- Born: May 19, 1957 Fort Stockton, Texas
- Died: March 29, 2014 (aged 56)
- Occupation: Euthanasia activist

= Elizabeth Bouvia =

American right-to-die activist (born c. 1958–2014)

Elizabeth Bouvia (May 19, 1957 – March 29, 2014) was a figure in the American right-to-die movement. Her case attracted nationwide attention in this area as well as in medical ethics.

==History==
On September 3, 1983, Bouvia, at the age of 26 admitted herself into the psychiatric ward of Riverside General Hospital in Riverside, California. She was almost totally paralysed by cerebral palsy and had severe degenerative arthritis, which caused her great pain.

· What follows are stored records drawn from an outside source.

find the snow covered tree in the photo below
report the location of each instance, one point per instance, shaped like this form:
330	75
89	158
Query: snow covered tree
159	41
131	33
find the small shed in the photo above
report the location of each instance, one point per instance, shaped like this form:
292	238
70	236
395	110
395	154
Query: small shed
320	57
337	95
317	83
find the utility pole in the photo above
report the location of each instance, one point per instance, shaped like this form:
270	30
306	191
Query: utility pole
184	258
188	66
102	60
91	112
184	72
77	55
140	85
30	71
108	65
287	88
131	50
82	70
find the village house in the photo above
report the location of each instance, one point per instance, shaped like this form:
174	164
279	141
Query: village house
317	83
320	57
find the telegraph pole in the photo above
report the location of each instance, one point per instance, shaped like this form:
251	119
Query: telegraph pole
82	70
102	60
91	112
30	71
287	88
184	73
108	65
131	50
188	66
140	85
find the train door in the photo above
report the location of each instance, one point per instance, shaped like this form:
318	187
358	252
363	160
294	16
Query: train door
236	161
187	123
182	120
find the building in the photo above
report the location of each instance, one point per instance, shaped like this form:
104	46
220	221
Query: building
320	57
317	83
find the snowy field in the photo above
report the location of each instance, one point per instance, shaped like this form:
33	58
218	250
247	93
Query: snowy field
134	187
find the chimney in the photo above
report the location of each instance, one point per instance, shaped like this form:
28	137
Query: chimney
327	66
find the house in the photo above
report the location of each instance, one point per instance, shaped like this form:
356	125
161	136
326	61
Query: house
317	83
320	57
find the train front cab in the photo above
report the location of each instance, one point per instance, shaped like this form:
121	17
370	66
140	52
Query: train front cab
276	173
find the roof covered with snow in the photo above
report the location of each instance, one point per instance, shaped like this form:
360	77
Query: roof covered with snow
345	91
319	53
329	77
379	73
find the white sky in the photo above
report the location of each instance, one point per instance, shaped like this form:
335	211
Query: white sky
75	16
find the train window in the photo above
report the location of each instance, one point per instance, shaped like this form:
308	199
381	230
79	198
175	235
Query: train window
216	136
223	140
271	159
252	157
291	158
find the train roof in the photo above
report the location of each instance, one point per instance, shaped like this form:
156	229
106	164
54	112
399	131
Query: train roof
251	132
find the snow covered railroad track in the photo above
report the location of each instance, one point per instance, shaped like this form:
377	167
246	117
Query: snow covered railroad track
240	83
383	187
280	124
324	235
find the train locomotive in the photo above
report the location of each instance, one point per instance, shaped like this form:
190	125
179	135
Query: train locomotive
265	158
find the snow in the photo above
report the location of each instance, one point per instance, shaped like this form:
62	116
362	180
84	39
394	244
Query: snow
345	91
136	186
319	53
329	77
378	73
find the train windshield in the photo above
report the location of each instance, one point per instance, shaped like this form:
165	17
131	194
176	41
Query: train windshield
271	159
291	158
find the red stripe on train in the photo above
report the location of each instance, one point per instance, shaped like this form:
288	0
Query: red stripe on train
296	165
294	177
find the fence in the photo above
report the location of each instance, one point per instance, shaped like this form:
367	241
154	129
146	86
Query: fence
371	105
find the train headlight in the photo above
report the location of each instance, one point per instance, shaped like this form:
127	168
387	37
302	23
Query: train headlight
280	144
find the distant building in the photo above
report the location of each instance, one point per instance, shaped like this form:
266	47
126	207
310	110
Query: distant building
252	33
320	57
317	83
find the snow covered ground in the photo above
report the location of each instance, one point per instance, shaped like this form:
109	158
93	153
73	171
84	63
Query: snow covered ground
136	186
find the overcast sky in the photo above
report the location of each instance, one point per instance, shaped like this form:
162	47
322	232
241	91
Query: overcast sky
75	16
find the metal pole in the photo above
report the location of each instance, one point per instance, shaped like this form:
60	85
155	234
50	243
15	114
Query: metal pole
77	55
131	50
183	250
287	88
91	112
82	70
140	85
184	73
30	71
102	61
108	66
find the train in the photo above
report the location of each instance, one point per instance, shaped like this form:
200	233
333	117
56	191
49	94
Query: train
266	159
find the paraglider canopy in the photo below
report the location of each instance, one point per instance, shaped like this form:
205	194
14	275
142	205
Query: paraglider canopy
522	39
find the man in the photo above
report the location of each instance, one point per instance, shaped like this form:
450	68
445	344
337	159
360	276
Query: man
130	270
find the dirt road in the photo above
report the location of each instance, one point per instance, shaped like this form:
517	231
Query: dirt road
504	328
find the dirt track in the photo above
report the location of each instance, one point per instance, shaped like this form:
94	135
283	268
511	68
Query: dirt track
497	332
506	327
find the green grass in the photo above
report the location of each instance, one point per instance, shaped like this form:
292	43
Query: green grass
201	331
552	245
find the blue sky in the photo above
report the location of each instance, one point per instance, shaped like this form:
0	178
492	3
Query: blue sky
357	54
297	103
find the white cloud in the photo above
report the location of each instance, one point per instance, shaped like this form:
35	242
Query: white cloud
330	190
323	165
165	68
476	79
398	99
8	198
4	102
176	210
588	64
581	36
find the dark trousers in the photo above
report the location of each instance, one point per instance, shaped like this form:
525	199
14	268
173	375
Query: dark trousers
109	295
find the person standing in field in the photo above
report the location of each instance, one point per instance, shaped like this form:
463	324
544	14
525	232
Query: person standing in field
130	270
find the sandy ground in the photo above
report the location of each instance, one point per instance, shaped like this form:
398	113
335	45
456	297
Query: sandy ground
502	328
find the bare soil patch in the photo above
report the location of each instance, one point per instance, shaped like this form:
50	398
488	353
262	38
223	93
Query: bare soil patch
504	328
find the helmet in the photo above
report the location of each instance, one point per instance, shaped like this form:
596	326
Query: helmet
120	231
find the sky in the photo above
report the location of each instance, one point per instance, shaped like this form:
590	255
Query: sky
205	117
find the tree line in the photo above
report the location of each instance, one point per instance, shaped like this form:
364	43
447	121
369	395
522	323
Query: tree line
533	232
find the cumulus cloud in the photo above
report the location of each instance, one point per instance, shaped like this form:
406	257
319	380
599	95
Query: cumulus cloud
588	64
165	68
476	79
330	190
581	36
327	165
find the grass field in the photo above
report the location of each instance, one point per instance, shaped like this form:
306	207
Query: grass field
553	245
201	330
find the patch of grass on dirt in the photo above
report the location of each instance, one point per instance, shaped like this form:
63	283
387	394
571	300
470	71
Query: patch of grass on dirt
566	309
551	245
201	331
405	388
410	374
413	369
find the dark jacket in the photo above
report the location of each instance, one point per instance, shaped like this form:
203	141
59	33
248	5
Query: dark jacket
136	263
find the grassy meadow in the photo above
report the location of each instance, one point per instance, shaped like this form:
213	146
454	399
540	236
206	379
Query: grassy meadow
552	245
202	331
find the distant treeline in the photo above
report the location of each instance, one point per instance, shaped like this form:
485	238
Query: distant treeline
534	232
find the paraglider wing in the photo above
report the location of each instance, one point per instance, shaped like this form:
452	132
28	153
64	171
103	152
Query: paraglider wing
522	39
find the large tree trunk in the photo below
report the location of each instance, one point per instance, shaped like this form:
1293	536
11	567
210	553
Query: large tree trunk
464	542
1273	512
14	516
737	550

Bouvia was alienated from her family and husband, and had been entertaining thoughts of suicide. She requested hospital authorities to allow her to starve to death. When they refused and ordered her to be force-fed, Bouvia contacted the American Civil Liberties Union, which assigned her a lawyer. In the subsequent lawsuit, the court upheld the hospital's decision and ordered force-feeding to continue (Pence 64–65).

==Appeal==
Following the court case, a bitter dispute broke out among physicians regarding the Bouvia case. Bouvia tried to resist the force-feeding by biting through the feeding tube. Four attendants would then hold her down while the tubing was inserted into her nose and liquids pumped into her stomach.

Some physicians called this battery and torture, while others claimed that the hospital was right to err on the side of continued life (Pence 65).

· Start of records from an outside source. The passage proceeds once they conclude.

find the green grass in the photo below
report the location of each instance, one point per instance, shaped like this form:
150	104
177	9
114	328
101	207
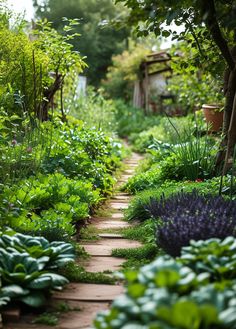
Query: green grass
89	233
49	319
76	273
81	252
137	257
148	251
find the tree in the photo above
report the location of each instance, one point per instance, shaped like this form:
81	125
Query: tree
98	41
212	23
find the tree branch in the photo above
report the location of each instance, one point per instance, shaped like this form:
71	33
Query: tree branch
208	10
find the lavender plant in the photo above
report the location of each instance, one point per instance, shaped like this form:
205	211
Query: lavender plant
189	216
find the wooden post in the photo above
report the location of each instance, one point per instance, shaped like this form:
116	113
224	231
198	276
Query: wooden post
146	88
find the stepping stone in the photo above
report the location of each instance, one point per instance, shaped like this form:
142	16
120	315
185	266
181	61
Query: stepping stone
111	224
82	319
121	198
104	247
125	177
129	171
89	292
119	205
81	316
110	236
11	314
118	215
100	264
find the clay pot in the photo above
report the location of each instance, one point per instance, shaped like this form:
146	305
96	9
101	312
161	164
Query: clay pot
213	116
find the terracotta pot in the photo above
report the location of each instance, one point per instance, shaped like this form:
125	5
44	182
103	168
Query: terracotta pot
213	117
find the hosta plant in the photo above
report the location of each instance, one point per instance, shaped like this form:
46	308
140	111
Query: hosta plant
190	216
217	257
168	294
27	266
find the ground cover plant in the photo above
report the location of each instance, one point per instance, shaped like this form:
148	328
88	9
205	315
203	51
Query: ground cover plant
189	216
193	291
28	265
137	209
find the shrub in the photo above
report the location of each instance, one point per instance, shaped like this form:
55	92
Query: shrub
213	255
137	209
167	294
27	266
190	216
131	121
51	201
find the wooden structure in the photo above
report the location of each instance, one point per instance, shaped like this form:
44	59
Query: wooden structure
152	80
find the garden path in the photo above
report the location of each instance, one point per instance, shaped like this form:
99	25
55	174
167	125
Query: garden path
87	299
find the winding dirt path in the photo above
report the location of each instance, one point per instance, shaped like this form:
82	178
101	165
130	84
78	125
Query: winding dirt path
87	299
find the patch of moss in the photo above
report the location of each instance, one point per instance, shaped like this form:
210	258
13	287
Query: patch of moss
49	319
81	252
89	233
76	273
146	252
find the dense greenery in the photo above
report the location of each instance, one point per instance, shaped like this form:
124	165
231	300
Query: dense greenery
189	216
168	294
98	41
27	267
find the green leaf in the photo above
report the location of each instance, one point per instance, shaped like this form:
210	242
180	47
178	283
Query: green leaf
35	299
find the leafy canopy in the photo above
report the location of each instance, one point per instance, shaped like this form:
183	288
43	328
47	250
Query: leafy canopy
98	41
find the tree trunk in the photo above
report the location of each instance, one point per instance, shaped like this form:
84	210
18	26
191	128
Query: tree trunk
231	140
228	142
48	94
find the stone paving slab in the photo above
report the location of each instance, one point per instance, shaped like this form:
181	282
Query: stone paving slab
129	171
120	198
89	292
104	247
116	215
103	225
110	236
119	205
101	263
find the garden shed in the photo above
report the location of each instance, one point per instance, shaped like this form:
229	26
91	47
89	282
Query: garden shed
151	89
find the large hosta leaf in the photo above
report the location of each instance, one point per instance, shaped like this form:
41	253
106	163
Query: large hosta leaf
35	299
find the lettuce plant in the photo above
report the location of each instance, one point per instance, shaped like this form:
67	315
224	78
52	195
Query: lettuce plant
190	216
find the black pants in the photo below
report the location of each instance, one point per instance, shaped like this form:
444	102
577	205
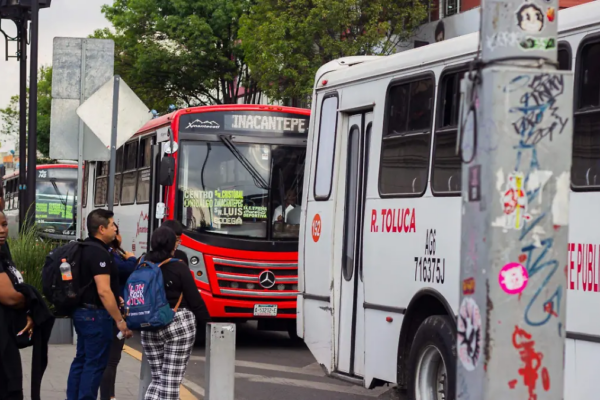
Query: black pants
107	387
5	394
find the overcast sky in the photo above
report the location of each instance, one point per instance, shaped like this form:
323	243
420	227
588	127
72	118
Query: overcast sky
65	18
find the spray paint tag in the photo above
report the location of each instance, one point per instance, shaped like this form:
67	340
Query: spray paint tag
469	335
513	278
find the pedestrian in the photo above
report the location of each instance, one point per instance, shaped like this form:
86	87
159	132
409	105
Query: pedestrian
176	227
98	308
168	349
12	304
126	263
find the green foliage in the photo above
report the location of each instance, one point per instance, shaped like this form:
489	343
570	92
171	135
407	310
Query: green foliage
10	114
187	50
286	41
29	253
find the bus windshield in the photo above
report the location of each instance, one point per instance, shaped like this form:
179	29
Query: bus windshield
246	190
55	205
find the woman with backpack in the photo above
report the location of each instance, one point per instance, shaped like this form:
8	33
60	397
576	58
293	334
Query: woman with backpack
169	348
126	263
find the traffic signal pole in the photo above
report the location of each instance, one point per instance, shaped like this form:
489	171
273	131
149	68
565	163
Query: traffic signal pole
515	141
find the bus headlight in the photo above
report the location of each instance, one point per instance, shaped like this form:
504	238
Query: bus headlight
197	265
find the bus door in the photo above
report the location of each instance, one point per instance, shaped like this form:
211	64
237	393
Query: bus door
351	340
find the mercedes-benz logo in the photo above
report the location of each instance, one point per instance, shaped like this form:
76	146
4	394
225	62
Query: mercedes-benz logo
266	279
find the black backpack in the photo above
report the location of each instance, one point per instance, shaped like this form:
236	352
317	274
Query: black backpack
54	288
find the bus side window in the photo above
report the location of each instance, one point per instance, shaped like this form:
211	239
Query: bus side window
118	174
326	147
143	178
585	172
101	189
406	139
86	176
15	193
130	174
446	176
564	57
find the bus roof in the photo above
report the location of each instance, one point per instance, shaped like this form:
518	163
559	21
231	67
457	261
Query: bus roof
43	166
166	120
569	19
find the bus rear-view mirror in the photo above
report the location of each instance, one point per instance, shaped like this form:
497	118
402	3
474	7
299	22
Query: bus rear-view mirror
167	171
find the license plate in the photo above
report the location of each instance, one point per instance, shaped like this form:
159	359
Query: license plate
265	310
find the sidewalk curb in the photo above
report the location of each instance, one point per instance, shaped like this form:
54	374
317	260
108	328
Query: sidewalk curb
184	393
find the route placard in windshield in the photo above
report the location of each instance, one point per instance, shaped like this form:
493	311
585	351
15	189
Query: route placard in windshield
239	189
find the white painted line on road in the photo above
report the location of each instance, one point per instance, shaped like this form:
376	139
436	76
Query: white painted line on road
271	367
329	387
193	386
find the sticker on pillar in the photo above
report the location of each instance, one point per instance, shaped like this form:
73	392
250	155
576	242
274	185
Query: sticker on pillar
469	335
475	183
530	18
551	14
316	228
514	202
469	286
513	278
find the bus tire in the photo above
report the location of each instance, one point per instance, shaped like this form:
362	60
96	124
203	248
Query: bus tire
432	361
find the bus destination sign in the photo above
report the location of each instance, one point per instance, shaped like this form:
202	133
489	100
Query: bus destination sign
245	121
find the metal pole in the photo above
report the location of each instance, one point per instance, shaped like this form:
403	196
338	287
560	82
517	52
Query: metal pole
113	144
80	144
220	361
516	117
32	138
145	377
22	122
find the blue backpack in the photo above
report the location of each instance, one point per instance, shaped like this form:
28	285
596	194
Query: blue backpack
146	305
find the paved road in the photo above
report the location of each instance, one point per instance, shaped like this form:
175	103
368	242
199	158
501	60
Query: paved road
270	367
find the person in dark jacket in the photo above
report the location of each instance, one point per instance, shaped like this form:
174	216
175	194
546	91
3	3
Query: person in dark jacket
12	306
168	349
126	263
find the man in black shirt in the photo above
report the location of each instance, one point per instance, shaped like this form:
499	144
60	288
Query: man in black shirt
176	227
94	317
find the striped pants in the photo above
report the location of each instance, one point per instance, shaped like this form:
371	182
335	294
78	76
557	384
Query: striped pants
168	351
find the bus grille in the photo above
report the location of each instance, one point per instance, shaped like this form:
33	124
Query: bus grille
256	278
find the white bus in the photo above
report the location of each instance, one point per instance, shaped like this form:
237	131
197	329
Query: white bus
380	239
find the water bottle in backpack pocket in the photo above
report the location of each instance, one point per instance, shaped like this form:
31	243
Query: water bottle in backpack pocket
61	276
146	305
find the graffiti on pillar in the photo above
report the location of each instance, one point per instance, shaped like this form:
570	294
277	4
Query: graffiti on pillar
531	369
538	119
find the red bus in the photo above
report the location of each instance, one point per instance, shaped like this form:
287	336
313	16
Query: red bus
234	180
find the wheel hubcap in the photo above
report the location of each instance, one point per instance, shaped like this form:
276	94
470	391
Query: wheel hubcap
431	377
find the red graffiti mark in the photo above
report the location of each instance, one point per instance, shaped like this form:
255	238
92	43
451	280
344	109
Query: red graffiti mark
549	308
531	359
545	379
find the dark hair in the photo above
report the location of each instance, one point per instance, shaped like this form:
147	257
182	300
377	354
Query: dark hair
174	225
97	218
162	243
440	29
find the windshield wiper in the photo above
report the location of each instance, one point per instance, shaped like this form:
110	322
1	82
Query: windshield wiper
258	179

Bouvia appealed the lower court ruling and lost. Now, in addition to the force-feeding, she was hooked up to a morphine drip to ease the pain of her arthritis. In 1986, she appealed again and this time the court ruled in her favor that the force-feeding constituted battery.

==Outcome==
After the court case, Bouvia decided that she would live. However, her statements made it clear that it was because of the pain of starvation and that she actually wished she was dead.

In 1992, Bouvia's lawyer Richard Scott killed himself. In an interview with the Los Angeles Times after his suicide, Bouvia stated that she had gone on morphine after the original court ruling in 1983. She stated that side effects of the morphine made starvation unbearable and expressed bitterness that the 1983 ruling had gone against her. She stated that she had been strong enough to starve herself to death in 1983 and said that she never would have gone on morphine if she had known she would eventually get a court ruling in her favor.

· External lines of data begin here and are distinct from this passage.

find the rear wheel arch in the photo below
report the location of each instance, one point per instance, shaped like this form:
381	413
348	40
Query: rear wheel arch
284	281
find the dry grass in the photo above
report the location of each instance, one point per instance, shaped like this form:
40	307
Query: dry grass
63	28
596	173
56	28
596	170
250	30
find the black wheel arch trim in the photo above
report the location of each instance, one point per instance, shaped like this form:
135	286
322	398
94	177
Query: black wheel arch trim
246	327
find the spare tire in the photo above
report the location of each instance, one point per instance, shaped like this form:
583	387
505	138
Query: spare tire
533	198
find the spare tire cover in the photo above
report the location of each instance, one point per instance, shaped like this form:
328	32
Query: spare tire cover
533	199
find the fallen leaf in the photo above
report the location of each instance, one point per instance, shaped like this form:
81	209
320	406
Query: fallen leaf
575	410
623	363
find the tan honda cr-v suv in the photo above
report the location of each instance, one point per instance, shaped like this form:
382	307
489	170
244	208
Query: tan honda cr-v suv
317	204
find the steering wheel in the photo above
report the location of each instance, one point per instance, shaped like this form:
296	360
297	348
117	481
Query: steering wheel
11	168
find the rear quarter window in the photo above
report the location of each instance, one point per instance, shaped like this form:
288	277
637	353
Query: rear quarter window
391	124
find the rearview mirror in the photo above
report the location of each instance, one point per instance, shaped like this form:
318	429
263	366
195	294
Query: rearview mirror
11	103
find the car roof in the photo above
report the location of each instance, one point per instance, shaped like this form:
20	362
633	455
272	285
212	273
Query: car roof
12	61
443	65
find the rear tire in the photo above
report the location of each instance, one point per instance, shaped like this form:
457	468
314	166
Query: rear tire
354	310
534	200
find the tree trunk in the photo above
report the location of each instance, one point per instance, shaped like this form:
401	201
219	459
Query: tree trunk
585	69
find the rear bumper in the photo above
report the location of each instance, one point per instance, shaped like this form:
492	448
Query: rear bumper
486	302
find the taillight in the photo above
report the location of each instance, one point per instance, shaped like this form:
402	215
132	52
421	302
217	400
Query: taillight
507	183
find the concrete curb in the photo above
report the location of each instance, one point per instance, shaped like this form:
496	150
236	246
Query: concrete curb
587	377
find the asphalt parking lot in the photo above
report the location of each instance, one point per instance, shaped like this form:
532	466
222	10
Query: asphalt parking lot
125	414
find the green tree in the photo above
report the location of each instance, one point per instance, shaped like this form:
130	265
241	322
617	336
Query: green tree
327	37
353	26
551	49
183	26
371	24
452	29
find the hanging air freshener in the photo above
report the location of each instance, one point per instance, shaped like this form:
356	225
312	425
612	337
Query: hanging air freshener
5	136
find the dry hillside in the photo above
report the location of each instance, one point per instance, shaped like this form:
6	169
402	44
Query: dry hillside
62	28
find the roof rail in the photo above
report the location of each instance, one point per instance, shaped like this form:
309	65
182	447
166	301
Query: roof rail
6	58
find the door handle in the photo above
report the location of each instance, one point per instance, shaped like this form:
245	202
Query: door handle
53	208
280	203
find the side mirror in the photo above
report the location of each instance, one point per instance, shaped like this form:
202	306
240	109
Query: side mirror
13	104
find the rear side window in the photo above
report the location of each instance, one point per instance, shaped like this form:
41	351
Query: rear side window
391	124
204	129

In 1998, she appeared on 60 Minutes, saying that she was still in pain and had felt great pressure to continue living; she expressed the hope that she would soon die of natural causes. She was still living in 2002. In its obituary for USC professor Harlan Hahn, the Los Angeles Times on May 11, 2008, reported that Bouvia was still alive. Doctors in 1986 had predicted she could only live for another 15 to 20 years.

In the 2025 documentary Life After, director Reid Davenport interviewed Elizabeth's sisters, Teresa and Rebecca Castner, who confirmed that Elizabeth died on March 29, 2014. The last shot of the documentary depicts Davenport editing Bouvia's Wikipedia page to add her date of death.